Critical MV3 contract: per the Chrome docs (cited verbatim in the search result above), "The action.onClicked event won't be sent if the extension action has specified a popup to show on click of the current tab." Probe3 confirmed: setPopup({popup:''}) → click → onClicked fires; setPopup({popup:'src/popup/index.html'}) → click → popup opens, NO onClicked dispatch. Our plan-01-09 code already toggles popup state based on isRecording (this is the source of the routing this plan is testing).

Recommendation: Use page.triggerExtensionAction(ext) as the primary click path. For assertions that need to bypass the popup gate (e.g., the ERROR-path direct test), call the captured handler ref via sw.evaluate(() => __mokoshTest.handlers.onClicked({})).

2. CDP attach to MV3 SW contexts

Findings:

  • browser.targets().filter(t => t.type() === 'service_worker') is the documented and only-tested path; works on Puppeteer 22+ across all MV3 SW shapes (verified probe1, probe2, probe5).
  • The SW target URL is service-worker-loader.js, not the path you'd expect from manifest.json (src/background/index.ts). This is crxjs's loader wrapper — the wrapper imports the real bundle. Implication: filter on t.type() === 'service_worker' only, NOT on URL suffix.
  • SW lifecycle in Puppeteer-driven Chrome: per Chrome docs (cited: developer.chrome.com/blog/longer-esw-lifetimes), MV3 SWs terminate after 30 s of inactivity. Per the same blog, opening DevTools keeps SWs alive. Per ChromeDriver-based testing libraries' empirical experience (cited: https://developer.chrome.com/blog/eyeos-journey...): "Service workers never terminate if the developer tools are open or you are using a ChromeDriver based testing library."
    • However, this last claim could not be verified for Puppeteer-CDP specifically. The probes ran fast enough (<5s) that 30s idle wasn't relevant.
    • Defensive design: between assertions, run a sw.evaluate(() => chrome.runtime.getPlatformInfo()) "keepalive" call. Every async chrome.* API call resets the 30s timer (Chrome 110+ behavior, cited).
  • Cold-start: probes always saw the SW target within ~1.5s of puppeteer.launch. The waitForTarget API with a timeout makes this race-free.

Recommendation: Standard waitForTarget + target.worker(). Add a 2-second keepalive ping (chrome.runtime.getPlatformInfo()) between assertions if the harness runtime exceeds ~25s.

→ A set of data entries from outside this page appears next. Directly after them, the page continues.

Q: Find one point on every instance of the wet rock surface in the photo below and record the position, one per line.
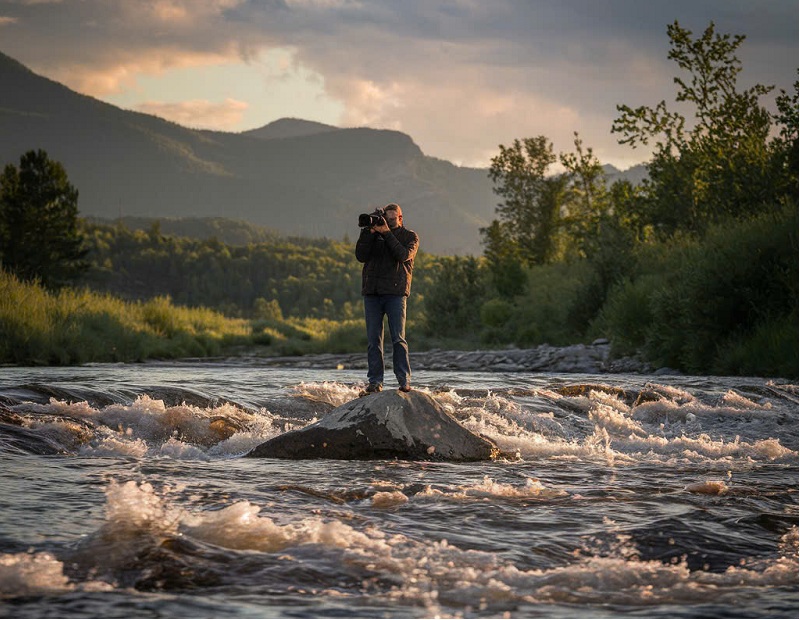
(385, 425)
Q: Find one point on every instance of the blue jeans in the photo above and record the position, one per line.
(394, 308)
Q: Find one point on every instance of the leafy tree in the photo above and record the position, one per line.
(587, 197)
(717, 164)
(529, 214)
(39, 234)
(452, 306)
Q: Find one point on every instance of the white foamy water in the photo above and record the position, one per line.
(125, 488)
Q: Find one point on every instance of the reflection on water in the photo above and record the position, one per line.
(126, 496)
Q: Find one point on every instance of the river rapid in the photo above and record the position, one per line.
(125, 494)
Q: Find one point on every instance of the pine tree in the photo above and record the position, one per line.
(39, 234)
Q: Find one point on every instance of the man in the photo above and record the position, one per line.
(387, 251)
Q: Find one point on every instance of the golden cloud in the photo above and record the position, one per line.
(198, 113)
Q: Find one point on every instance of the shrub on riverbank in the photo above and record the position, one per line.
(74, 327)
(726, 304)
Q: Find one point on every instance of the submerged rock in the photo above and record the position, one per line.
(385, 425)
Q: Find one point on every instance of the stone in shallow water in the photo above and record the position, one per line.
(385, 425)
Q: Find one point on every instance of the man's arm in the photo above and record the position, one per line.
(402, 252)
(364, 245)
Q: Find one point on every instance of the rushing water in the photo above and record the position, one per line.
(124, 494)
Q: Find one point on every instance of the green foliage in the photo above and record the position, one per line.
(721, 162)
(529, 214)
(586, 202)
(452, 306)
(74, 327)
(543, 312)
(39, 235)
(708, 306)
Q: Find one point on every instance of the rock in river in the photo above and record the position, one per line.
(385, 425)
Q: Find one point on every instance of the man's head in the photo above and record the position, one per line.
(393, 215)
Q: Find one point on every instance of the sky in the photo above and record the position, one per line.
(460, 77)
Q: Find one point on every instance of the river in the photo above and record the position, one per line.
(125, 494)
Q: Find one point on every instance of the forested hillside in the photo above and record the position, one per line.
(295, 277)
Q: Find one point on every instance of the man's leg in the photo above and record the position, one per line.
(395, 307)
(373, 313)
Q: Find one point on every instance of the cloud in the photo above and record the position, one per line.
(198, 114)
(460, 76)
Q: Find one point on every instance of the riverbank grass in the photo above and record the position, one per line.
(38, 326)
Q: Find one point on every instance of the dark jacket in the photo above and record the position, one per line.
(388, 261)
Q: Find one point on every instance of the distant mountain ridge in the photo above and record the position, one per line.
(292, 176)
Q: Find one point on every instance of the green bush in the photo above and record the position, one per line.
(721, 304)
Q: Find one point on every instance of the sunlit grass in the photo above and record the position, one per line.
(76, 326)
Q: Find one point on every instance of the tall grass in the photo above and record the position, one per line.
(73, 327)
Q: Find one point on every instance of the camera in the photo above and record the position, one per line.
(368, 220)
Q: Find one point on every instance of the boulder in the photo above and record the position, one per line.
(386, 425)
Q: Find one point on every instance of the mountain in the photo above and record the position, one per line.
(289, 128)
(292, 176)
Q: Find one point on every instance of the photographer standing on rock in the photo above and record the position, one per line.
(387, 250)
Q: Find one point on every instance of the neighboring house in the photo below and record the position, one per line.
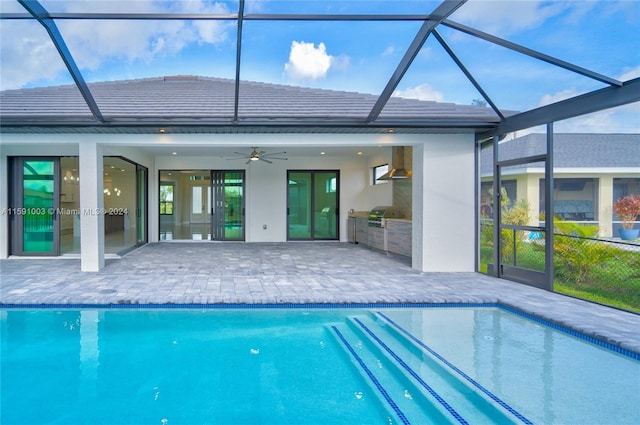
(591, 171)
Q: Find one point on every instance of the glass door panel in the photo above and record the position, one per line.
(234, 205)
(299, 205)
(38, 204)
(324, 205)
(522, 239)
(141, 205)
(200, 212)
(228, 205)
(312, 205)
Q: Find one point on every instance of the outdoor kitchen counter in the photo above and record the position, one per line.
(394, 237)
(398, 236)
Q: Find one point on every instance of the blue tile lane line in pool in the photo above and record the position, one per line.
(417, 377)
(371, 376)
(577, 334)
(455, 369)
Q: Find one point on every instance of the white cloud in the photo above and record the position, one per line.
(30, 58)
(421, 92)
(306, 61)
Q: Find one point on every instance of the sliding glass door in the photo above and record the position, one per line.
(202, 205)
(35, 206)
(312, 205)
(228, 206)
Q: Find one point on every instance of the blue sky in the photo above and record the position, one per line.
(602, 36)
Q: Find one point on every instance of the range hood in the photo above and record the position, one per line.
(397, 171)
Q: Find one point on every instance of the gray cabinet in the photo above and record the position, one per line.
(399, 237)
(361, 230)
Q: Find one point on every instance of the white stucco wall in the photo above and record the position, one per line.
(443, 185)
(443, 204)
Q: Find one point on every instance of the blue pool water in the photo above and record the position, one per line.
(306, 366)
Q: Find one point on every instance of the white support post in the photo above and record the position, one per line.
(443, 205)
(91, 207)
(4, 205)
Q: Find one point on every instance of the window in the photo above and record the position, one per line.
(166, 199)
(378, 172)
(574, 199)
(331, 185)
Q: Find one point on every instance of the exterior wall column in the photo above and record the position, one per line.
(605, 205)
(4, 205)
(91, 207)
(443, 237)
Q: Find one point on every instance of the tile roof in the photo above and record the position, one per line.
(194, 100)
(574, 150)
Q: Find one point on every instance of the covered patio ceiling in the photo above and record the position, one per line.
(426, 20)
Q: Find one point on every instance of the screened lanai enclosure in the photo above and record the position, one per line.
(544, 96)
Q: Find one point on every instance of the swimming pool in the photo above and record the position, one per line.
(306, 365)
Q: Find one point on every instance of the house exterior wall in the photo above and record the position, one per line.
(443, 235)
(446, 197)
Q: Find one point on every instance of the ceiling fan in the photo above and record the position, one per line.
(260, 156)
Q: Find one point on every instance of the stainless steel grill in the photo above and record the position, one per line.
(377, 214)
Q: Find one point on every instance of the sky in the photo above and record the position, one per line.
(601, 36)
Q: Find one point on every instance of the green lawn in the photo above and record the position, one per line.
(586, 269)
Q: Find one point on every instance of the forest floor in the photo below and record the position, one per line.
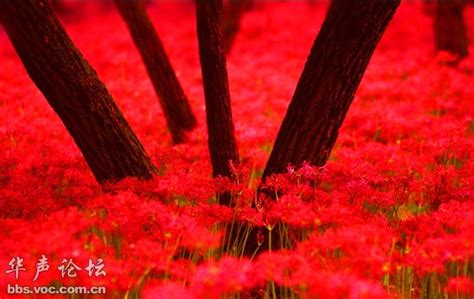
(391, 214)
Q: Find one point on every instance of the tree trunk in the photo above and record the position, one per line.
(449, 28)
(326, 88)
(233, 11)
(221, 139)
(175, 105)
(73, 90)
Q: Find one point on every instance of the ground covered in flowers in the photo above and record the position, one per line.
(391, 214)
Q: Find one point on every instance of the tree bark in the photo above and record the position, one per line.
(175, 105)
(221, 139)
(449, 28)
(233, 11)
(326, 88)
(73, 90)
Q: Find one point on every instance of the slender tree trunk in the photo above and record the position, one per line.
(175, 105)
(222, 144)
(72, 88)
(233, 11)
(449, 28)
(326, 88)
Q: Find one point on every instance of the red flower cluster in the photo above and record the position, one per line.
(391, 214)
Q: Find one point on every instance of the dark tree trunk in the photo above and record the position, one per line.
(449, 28)
(73, 90)
(233, 11)
(175, 105)
(222, 144)
(326, 88)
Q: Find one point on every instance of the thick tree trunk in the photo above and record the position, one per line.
(175, 105)
(222, 144)
(233, 11)
(449, 28)
(73, 90)
(326, 88)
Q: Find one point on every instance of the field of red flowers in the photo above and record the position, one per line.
(390, 215)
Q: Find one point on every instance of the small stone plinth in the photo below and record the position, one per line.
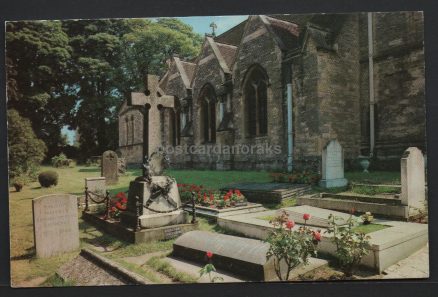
(243, 257)
(128, 234)
(214, 213)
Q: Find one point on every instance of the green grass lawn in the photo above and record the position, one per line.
(25, 267)
(374, 177)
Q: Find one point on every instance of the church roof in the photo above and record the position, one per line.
(286, 33)
(232, 36)
(228, 53)
(189, 68)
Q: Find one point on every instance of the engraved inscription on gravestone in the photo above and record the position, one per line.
(55, 224)
(171, 233)
(333, 166)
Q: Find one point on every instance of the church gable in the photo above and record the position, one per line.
(211, 67)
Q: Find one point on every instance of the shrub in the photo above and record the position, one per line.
(290, 247)
(48, 179)
(60, 161)
(26, 151)
(351, 246)
(19, 182)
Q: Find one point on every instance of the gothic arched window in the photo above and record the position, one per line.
(255, 92)
(207, 109)
(174, 127)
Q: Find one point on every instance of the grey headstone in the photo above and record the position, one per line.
(55, 224)
(333, 166)
(413, 192)
(96, 185)
(109, 167)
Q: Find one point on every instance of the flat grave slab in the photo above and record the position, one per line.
(269, 192)
(244, 257)
(388, 246)
(215, 213)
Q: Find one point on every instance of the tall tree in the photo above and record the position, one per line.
(37, 53)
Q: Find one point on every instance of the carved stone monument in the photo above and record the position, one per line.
(413, 181)
(110, 167)
(333, 166)
(153, 199)
(55, 224)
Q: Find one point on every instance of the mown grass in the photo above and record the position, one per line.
(161, 265)
(374, 177)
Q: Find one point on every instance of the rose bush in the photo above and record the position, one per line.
(290, 247)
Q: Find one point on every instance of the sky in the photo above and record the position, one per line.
(200, 25)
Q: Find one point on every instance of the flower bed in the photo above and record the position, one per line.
(213, 199)
(303, 177)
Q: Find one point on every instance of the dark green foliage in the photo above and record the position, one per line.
(48, 179)
(26, 151)
(76, 73)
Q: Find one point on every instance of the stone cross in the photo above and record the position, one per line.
(109, 168)
(152, 99)
(413, 192)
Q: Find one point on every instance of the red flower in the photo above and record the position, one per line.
(121, 195)
(317, 235)
(290, 224)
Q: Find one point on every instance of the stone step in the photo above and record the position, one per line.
(269, 192)
(389, 200)
(346, 205)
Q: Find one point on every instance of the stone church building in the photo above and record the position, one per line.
(291, 82)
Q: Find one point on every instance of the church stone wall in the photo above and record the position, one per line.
(258, 47)
(399, 86)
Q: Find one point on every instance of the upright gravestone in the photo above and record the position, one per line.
(413, 192)
(55, 224)
(96, 185)
(110, 167)
(333, 166)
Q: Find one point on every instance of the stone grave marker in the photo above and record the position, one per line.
(110, 167)
(413, 192)
(55, 224)
(96, 185)
(333, 166)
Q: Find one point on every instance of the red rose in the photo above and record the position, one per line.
(290, 224)
(317, 235)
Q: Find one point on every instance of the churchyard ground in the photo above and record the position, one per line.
(30, 271)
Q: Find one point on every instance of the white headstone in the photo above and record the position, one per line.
(413, 192)
(333, 166)
(55, 224)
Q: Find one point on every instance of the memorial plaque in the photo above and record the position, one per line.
(55, 224)
(171, 233)
(333, 166)
(110, 167)
(413, 180)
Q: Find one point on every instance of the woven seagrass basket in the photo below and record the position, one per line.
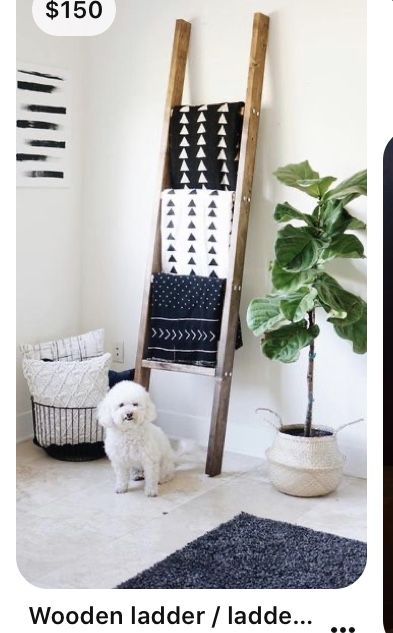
(305, 466)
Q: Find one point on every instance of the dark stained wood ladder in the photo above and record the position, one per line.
(226, 349)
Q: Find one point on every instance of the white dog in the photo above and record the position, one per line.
(136, 447)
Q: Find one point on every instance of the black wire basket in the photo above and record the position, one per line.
(68, 433)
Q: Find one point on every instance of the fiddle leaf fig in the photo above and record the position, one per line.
(286, 343)
(264, 314)
(285, 319)
(337, 302)
(296, 305)
(290, 281)
(296, 249)
(335, 219)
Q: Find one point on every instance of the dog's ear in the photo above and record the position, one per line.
(104, 416)
(151, 411)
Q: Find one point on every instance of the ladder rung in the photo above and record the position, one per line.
(190, 369)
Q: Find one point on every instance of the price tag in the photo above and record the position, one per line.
(74, 17)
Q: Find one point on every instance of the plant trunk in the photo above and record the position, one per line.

3. Chrome --headless=new + extensions

EMPIRICALLY VERIFIED on this machine (Chrome 148.0.7778.167, Puppeteer 25):

  • MV3 extension loads in --headless=new (probe5)
  • SW eval works in headless (probe5)
  • getDisplayMedia({ video: { displaySurface: 'monitor' } }) returns a real stream in headless (probe11). The returned dimensions are 800×600 — that's Chrome's default headless surface size (configurable via --window-size=W,H or defaultViewport in puppeteer.launch).
  • --auto-select-desktop-capture-source="Entire screen" works in headless (probe11)

This contradicts older claims (Issue puppeteer/puppeteer#4404, mrd0x post) that screen capture requires headful + Xvfb. Those claims predate --headless=new (Chrome 109+ "true headless") which is now Puppeteer's default. The legacy --headless=old (now removed in Chrome ≥132) DID have this limitation.

Issue Chromium 40176215 ("Headless must support getDisplayMedia") could not be read (auth-required page), but the empirical result on Chrome 148 implies it is resolved or sufficiently worked-around.

Recommendation: Run CI in --headless=new (Puppeteer's headless: true default in v22+). Local dev mode headless: false for debugging. No Xvfb required. Document this as a phase-level decision.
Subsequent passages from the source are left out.